OPINI: Saling Serang Israel-Iran Saat Ini Hanya “Appetizer”, “Main Course” Menunggu Hasil Pilpres AS 2024
Hal paling realistis bagi Israel untuk melakukan aksi militer yang lebih besar terhadap Iran, yakni menghancurkan instalasi pengembangan senjata nuklir Iran—seperti yang dilakukan Israel ketika mengebom reaktor nuklir Irak pada 1981 dan reaktor nuklir Suriah pada 2007 yang dicurigai digunakan untuk mengembangkan senjata nuklir—adalah menunggu perubahan rezim di AS.
Seperti diketahui, pada 5 November 2024 AS akan menggelar pilpres yang akan mempertarungkan Joe Biden sebagai capres petahana dari Partai Demokrat dengan Donald Trump, penantangnya dari Partai Republik. Meski sama-sama mengklaim Israel adalah BFF (best friend forever) AS dan menggelontorkan miliaran dolar bantuan setiap tahun, Biden dan Trump memiliki pendekatan yang berbeda terhadap konflik Israel-Iran.
Sebagai mantan wakil presiden Barack Obama selama dua periode, Biden ingin melanjutkan kesepakatan nuklir Iran atau Joint Comprehensive Plan of Action (JCPOA) yang diprakarasi AS dan negara besar lain pada 2015 sebagai bentuk upaya mencegah Iran membangun kemampuan senjata nuklir, dengan kompensasi berupa pengurangan sanksi. Biden juga enggan terlibat dalam aksi militer Israel di Timur Tengah termasuk perseteruan dengan Iran dan akhir-akhir ini mengecam aksi militer yang berlebihan di Gaza.
Sebaliknya Trump yang kerap sesumbar “No President has done more for Israel than I have,” terkesan selalu mengikuti kemauan Israel.
Pada 2018, Trump memerintahkan AS menarik diri dari kesepakatan nuklir Iran, karena Israel sangat menentang kebijakan ini. Pada awal 2020, Trump memerintahkan serangan drone AS yang menewaskan Jend. Qassem Soleimani, Kepala Pasukan Elit Quds Iran. Tindakan pro-Israel Trump yang paling dramatis adalah normalisasi hubungan Israel dengan negara-negara Arab yang mencakup Uni Emirat Arab, Bahrain, Sudan dan Maroko melalui kesepakatan The Abraham Accords. Menurut Lembaga think thank George C. Marshall European Center for Security Studies, The Abraham Accords secara geopolitik “memperkuat aliansi informal anti-Iran, meningkatkan tekanan terhadap Teheran dan mempererat ikatan AS dengan sekutu-sekutu pentingnya di Timur Tengah.”

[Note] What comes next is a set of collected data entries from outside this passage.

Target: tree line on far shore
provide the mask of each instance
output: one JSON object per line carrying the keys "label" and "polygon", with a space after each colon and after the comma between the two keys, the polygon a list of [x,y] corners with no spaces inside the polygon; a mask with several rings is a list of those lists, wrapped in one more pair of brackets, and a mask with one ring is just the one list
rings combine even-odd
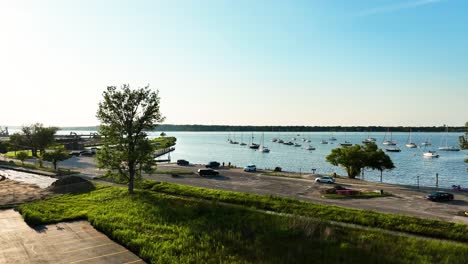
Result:
{"label": "tree line on far shore", "polygon": [[[61,130],[89,131],[99,126],[61,127]],[[445,132],[445,126],[228,126],[228,125],[172,125],[160,124],[154,131],[191,132]],[[449,126],[449,132],[464,132],[463,126]]]}

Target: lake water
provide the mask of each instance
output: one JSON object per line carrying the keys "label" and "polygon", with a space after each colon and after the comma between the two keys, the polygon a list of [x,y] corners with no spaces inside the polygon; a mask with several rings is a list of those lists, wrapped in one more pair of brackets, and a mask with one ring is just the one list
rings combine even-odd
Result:
{"label": "lake water", "polygon": [[[156,133],[155,133],[156,134]],[[156,136],[158,134],[152,134]],[[344,133],[335,133],[337,140],[333,144],[320,144],[321,139],[328,140],[329,133],[310,132],[310,133],[265,133],[265,145],[271,150],[270,153],[261,153],[258,150],[249,149],[247,146],[229,144],[228,136],[237,141],[249,143],[251,133],[236,133],[235,135],[225,132],[168,132],[168,136],[177,137],[176,150],[171,153],[173,161],[177,159],[186,159],[191,163],[204,164],[215,160],[218,162],[231,162],[236,166],[246,166],[255,164],[259,168],[272,169],[276,166],[286,171],[311,173],[312,168],[316,173],[330,174],[336,172],[340,175],[346,175],[344,170],[332,166],[325,161],[333,148],[339,147],[339,143],[345,140]],[[371,135],[377,139],[380,148],[386,146],[382,144],[385,133],[374,133]],[[459,133],[448,135],[448,145],[458,146]],[[302,147],[287,146],[271,142],[272,138],[281,138],[289,141],[293,137]],[[259,143],[261,133],[254,133],[254,142]],[[311,142],[303,142],[302,138],[310,139]],[[347,133],[346,140],[358,144],[367,138],[366,133]],[[445,145],[445,134],[443,133],[413,133],[412,141],[419,144],[429,139],[432,146],[428,149],[437,150],[439,145]],[[451,187],[453,184],[468,187],[468,164],[463,162],[466,158],[464,151],[438,151],[439,158],[424,158],[422,156],[424,147],[415,149],[406,148],[405,143],[408,140],[408,133],[393,133],[393,140],[401,152],[387,154],[392,158],[396,168],[392,171],[385,171],[383,181],[397,184],[417,184],[417,176],[421,186],[435,186],[436,173],[439,174],[439,186]],[[331,143],[331,141],[329,141]],[[305,147],[312,145],[316,150],[306,150]],[[364,178],[369,181],[379,181],[380,172],[365,171]]]}
{"label": "lake water", "polygon": [[[86,134],[95,131],[80,131],[79,134]],[[58,134],[69,134],[70,131],[59,131]],[[228,133],[228,132],[166,132],[167,136],[177,138],[176,150],[171,153],[171,159],[186,159],[191,163],[205,164],[209,161],[218,161],[220,163],[231,162],[231,164],[243,167],[248,164],[255,164],[259,168],[272,169],[281,167],[286,171],[311,173],[312,168],[316,173],[330,174],[336,172],[340,175],[346,175],[344,170],[332,166],[325,161],[333,148],[339,147],[339,143],[346,140],[353,144],[360,144],[367,138],[367,133],[334,133],[337,140],[333,144],[320,144],[321,139],[328,140],[330,133],[323,132],[269,132],[264,133],[265,145],[271,150],[270,153],[260,153],[258,150],[249,149],[247,146],[229,144],[228,137],[237,141],[243,139],[249,143],[251,133]],[[157,137],[159,132],[150,133],[150,137]],[[261,133],[253,133],[254,142],[259,143]],[[448,145],[458,146],[458,137],[461,133],[449,133],[447,136]],[[372,137],[377,139],[380,148],[385,133],[373,133]],[[383,182],[416,185],[419,176],[421,186],[435,186],[436,173],[439,175],[440,187],[451,187],[453,184],[468,187],[468,164],[463,162],[467,157],[466,151],[438,151],[439,158],[424,158],[422,156],[424,147],[409,149],[405,147],[408,140],[408,133],[393,133],[393,140],[401,152],[387,154],[392,158],[396,168],[392,171],[385,171]],[[302,147],[286,146],[271,142],[272,138],[281,138],[285,141],[297,138],[295,142],[302,144]],[[311,142],[303,142],[302,138],[310,139]],[[388,135],[387,135],[388,138]],[[432,146],[428,149],[437,150],[440,145],[445,145],[445,133],[412,133],[412,141],[418,145],[428,139]],[[329,141],[331,143],[331,141]],[[316,150],[305,150],[308,145],[312,145]],[[161,157],[164,158],[164,157]],[[379,181],[380,172],[365,171],[364,179],[369,181]]]}

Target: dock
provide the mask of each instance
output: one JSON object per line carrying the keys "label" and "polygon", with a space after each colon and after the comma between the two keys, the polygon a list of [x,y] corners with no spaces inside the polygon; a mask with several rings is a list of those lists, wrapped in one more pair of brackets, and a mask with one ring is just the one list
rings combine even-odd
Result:
{"label": "dock", "polygon": [[[163,148],[163,149],[158,149],[153,153],[153,157],[156,162],[171,162],[171,152],[175,150],[175,147],[169,147],[169,148]],[[168,155],[167,159],[157,159],[161,156],[164,156],[166,154]]]}

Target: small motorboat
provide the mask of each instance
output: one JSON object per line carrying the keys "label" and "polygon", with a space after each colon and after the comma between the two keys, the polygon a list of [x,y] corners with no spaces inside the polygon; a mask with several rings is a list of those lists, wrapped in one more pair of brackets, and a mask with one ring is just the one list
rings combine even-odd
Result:
{"label": "small motorboat", "polygon": [[328,144],[328,141],[326,141],[326,140],[320,140],[320,144]]}
{"label": "small motorboat", "polygon": [[350,146],[352,146],[352,145],[353,145],[353,143],[351,143],[351,142],[349,142],[349,141],[345,141],[345,142],[343,142],[343,143],[340,143],[340,146],[342,146],[342,147],[350,147]]}
{"label": "small motorboat", "polygon": [[306,150],[315,150],[315,148],[314,148],[313,146],[309,145],[309,146],[306,148]]}

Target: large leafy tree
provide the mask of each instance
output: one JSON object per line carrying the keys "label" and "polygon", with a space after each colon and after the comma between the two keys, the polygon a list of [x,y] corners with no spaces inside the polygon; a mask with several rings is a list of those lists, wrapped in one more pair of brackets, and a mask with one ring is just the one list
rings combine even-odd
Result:
{"label": "large leafy tree", "polygon": [[57,170],[57,163],[64,161],[70,158],[68,151],[64,149],[56,149],[52,152],[45,152],[42,155],[42,158],[46,161],[52,162],[54,170]]}
{"label": "large leafy tree", "polygon": [[[41,155],[45,153],[45,149],[54,143],[54,136],[58,128],[56,127],[44,127],[40,123],[32,124],[30,126],[23,126],[21,128],[22,134],[21,139],[17,140],[24,149],[30,149],[33,157],[38,156],[38,152]],[[15,137],[18,137],[15,135]]]}
{"label": "large leafy tree", "polygon": [[375,143],[335,148],[326,160],[334,166],[343,167],[348,177],[352,179],[356,178],[364,168],[383,172],[385,169],[395,167],[390,157],[378,149]]}
{"label": "large leafy tree", "polygon": [[129,85],[107,87],[99,103],[96,116],[104,144],[97,153],[98,166],[127,180],[129,193],[141,171],[150,171],[153,165],[153,147],[144,131],[164,120],[159,107],[159,92],[149,86],[136,90]]}

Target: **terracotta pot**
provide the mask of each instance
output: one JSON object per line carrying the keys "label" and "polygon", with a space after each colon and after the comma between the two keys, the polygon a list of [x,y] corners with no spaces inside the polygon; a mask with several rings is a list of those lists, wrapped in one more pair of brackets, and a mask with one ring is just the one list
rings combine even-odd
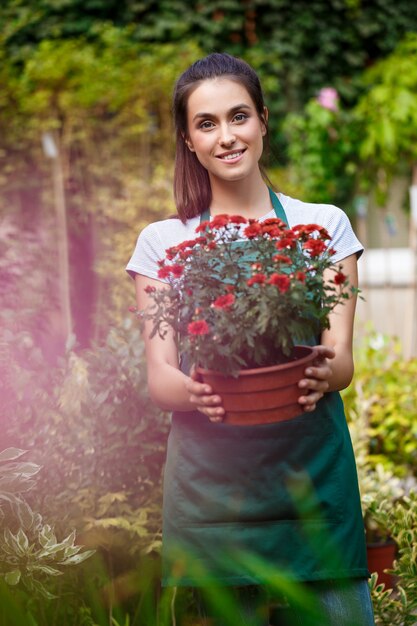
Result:
{"label": "terracotta pot", "polygon": [[300,415],[298,382],[315,358],[313,348],[296,346],[294,359],[280,365],[241,370],[239,376],[197,368],[203,381],[218,393],[226,409],[224,422],[237,426],[281,422]]}
{"label": "terracotta pot", "polygon": [[384,570],[392,569],[396,551],[397,545],[394,541],[368,543],[366,546],[369,571],[371,574],[372,572],[377,572],[378,583],[385,583],[385,586],[389,589],[394,587],[394,577],[391,574],[386,574]]}

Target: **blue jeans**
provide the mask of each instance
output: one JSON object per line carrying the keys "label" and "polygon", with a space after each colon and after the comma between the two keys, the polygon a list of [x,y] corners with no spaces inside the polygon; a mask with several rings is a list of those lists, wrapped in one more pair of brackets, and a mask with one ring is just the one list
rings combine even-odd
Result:
{"label": "blue jeans", "polygon": [[[235,626],[375,626],[371,595],[366,579],[332,580],[305,584],[308,605],[281,600],[268,610],[267,594],[262,587],[236,587],[232,590]],[[210,626],[230,622],[209,609],[200,593],[197,606],[201,618]],[[223,617],[223,619],[222,619]]]}

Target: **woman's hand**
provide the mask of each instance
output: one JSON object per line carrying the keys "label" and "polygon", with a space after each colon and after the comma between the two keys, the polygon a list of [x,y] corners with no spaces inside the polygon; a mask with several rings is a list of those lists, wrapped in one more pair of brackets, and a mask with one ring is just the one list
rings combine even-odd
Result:
{"label": "woman's hand", "polygon": [[327,346],[314,346],[316,357],[311,365],[304,371],[306,378],[298,383],[303,395],[298,398],[304,411],[314,411],[317,402],[329,389],[329,379],[332,376],[332,367],[329,359],[336,356],[333,348]]}
{"label": "woman's hand", "polygon": [[213,394],[210,385],[199,380],[195,369],[192,368],[190,376],[185,381],[185,387],[190,394],[190,402],[195,408],[206,415],[211,422],[221,422],[224,417],[222,399],[218,394]]}

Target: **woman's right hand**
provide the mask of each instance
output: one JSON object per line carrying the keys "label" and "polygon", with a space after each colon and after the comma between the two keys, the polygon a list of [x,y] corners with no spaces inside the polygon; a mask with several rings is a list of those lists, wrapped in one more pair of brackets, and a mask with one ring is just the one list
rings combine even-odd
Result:
{"label": "woman's right hand", "polygon": [[213,393],[210,385],[201,382],[194,368],[185,381],[185,387],[190,394],[190,402],[200,413],[206,415],[211,422],[223,421],[225,410],[221,397]]}

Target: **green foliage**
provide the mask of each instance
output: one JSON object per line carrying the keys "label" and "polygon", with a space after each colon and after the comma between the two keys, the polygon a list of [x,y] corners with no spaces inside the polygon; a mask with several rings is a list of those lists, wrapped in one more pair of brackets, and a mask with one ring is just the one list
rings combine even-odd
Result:
{"label": "green foliage", "polygon": [[147,396],[132,321],[47,370],[33,343],[10,338],[8,362],[4,423],[10,441],[43,465],[36,500],[50,519],[76,523],[94,546],[157,550],[167,421]]}
{"label": "green foliage", "polygon": [[349,419],[364,420],[367,460],[397,476],[417,476],[417,359],[374,334],[358,351],[353,384],[344,393]]}
{"label": "green foliage", "polygon": [[392,568],[397,578],[396,590],[385,589],[373,575],[371,590],[377,626],[413,626],[417,611],[417,495],[397,502],[384,500],[372,509],[372,515],[385,527],[398,546]]}
{"label": "green foliage", "polygon": [[379,169],[379,187],[386,191],[399,166],[417,161],[417,34],[365,72],[363,83],[354,112],[363,134],[361,157],[370,177]]}
{"label": "green foliage", "polygon": [[41,469],[20,459],[25,450],[0,452],[0,577],[10,586],[23,584],[32,594],[51,599],[50,577],[60,576],[62,566],[77,565],[92,555],[75,545],[75,531],[58,541],[53,528],[34,513],[23,496],[35,487]]}
{"label": "green foliage", "polygon": [[342,108],[330,110],[316,99],[284,124],[290,178],[309,202],[343,206],[349,212],[357,176],[358,126]]}

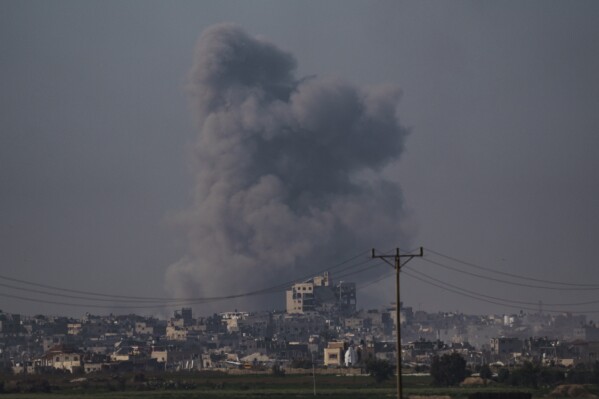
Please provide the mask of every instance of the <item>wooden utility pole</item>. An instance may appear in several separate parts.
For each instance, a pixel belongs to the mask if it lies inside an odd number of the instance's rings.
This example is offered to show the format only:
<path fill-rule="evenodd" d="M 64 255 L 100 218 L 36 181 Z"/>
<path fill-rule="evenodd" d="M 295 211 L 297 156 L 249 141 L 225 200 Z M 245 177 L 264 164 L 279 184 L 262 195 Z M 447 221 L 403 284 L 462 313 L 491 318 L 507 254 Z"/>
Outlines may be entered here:
<path fill-rule="evenodd" d="M 406 254 L 401 255 L 399 248 L 395 249 L 395 255 L 376 255 L 374 248 L 372 248 L 372 257 L 382 259 L 385 263 L 388 263 L 395 269 L 395 323 L 397 324 L 397 399 L 401 399 L 402 387 L 401 387 L 401 321 L 400 321 L 400 309 L 399 309 L 399 271 L 405 266 L 406 263 L 416 257 L 424 256 L 424 250 L 420 247 L 419 254 Z M 389 262 L 387 259 L 394 258 L 394 263 Z M 401 259 L 406 258 L 406 261 L 402 264 Z"/>

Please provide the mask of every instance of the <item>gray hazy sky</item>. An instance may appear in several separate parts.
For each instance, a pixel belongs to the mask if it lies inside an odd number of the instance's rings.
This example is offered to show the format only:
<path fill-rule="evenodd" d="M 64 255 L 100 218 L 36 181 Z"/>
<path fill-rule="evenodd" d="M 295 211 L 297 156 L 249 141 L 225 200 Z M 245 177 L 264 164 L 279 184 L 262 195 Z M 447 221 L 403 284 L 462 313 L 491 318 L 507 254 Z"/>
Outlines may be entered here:
<path fill-rule="evenodd" d="M 293 54 L 297 76 L 401 87 L 411 133 L 384 175 L 403 190 L 406 242 L 507 273 L 599 283 L 598 20 L 595 1 L 3 1 L 0 274 L 166 295 L 167 267 L 187 251 L 169 220 L 194 189 L 184 90 L 193 49 L 204 29 L 233 22 Z M 500 298 L 597 298 L 411 267 Z M 359 300 L 391 301 L 390 280 Z M 517 311 L 403 281 L 416 309 Z"/>

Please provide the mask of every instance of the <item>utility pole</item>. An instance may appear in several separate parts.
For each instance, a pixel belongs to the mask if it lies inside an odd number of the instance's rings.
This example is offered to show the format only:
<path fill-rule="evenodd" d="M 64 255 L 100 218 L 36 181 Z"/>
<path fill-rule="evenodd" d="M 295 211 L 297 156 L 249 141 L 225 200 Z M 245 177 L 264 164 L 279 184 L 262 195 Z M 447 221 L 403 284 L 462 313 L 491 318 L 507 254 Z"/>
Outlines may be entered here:
<path fill-rule="evenodd" d="M 406 254 L 401 255 L 399 248 L 395 249 L 395 255 L 376 255 L 374 248 L 372 248 L 372 258 L 378 258 L 388 263 L 395 269 L 395 322 L 397 324 L 397 399 L 401 399 L 402 387 L 401 387 L 401 321 L 400 321 L 400 309 L 399 309 L 399 270 L 406 265 L 409 261 L 416 257 L 424 256 L 424 250 L 420 247 L 419 254 Z M 387 259 L 393 258 L 395 263 L 389 262 Z M 401 263 L 401 259 L 406 260 Z"/>
<path fill-rule="evenodd" d="M 316 371 L 314 370 L 314 352 L 310 350 L 310 357 L 312 357 L 312 384 L 314 386 L 314 396 L 316 396 Z"/>

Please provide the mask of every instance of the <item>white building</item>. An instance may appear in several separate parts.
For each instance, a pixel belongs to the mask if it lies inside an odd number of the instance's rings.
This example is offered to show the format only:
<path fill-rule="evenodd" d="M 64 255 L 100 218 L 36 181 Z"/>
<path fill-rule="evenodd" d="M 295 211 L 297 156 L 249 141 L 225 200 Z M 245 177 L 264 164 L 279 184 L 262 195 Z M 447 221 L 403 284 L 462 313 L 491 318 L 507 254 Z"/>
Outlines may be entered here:
<path fill-rule="evenodd" d="M 36 363 L 42 367 L 68 370 L 71 373 L 80 370 L 83 365 L 81 353 L 66 345 L 57 345 L 50 348 Z"/>

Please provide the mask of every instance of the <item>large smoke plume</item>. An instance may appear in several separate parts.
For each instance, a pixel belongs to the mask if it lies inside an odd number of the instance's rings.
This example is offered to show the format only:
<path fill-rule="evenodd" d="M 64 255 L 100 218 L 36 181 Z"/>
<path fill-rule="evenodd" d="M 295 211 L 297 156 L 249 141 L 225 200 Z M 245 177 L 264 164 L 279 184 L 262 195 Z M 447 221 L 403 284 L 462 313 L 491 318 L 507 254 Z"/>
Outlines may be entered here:
<path fill-rule="evenodd" d="M 399 90 L 295 68 L 235 25 L 202 33 L 189 78 L 194 203 L 180 215 L 188 254 L 167 270 L 173 294 L 251 291 L 398 243 L 401 191 L 379 172 L 406 136 Z"/>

Poling publik di Israel memang menunjukkan harapan besar warga Israel agar Trump kembali terpilih menjadi presiden. Dilansir oleh The Times of Israel pada 12 Maret lalu, poling yang dipublikasikan stasiun TV Israel, Channel 12, sebanyak 44% warga Israel menginginkan Trump kembali menjadi presiden dan hanya 30% yang mengharapkan Biden terpilih kembali. Untuk responden dari pendukung partai koalisi pemerintahan Netanyahu, dukungan terhadap kembalinya Trump ke Gedung Putih mencapai 72% dan hanya 8% yang menghendaki Biden terpilih lagi.
Harapan Netanyahu dan mayoritas warga Israel akan berkuasanya kembali Trump mungkin bisa menjadi kenyataan. Menurut poling rata-rata RealClearPolitics, jika pilpres AS digelar hari ini, Trump akan unggul terhadap Biden sebesar +0,4% secara nasional dan antara +1% hingga +4.5% di enam swing states terpenting. Berdasarkan agregat poling RealClearPolitics, Trump akan menang dengan 293 suara elektoral vs Biden 245 suara elektoral.
Jadi, dengan adanya keterkaitan antara konflik Israel-Iran dan dinamika politik dalam negeri AS, konfrontasi militer terbuka Iran-Israel sepertinya tidak akan berakhir dengan aksi saling serang rudal dan drone yang saat ini terjadi.
Hasil pilpres AS pada 5 November nanti akan menjadi penentu apakah konflik militer antara dua kekuatan besar di Timur Tengah ini akan mereda atau akan semakin membara.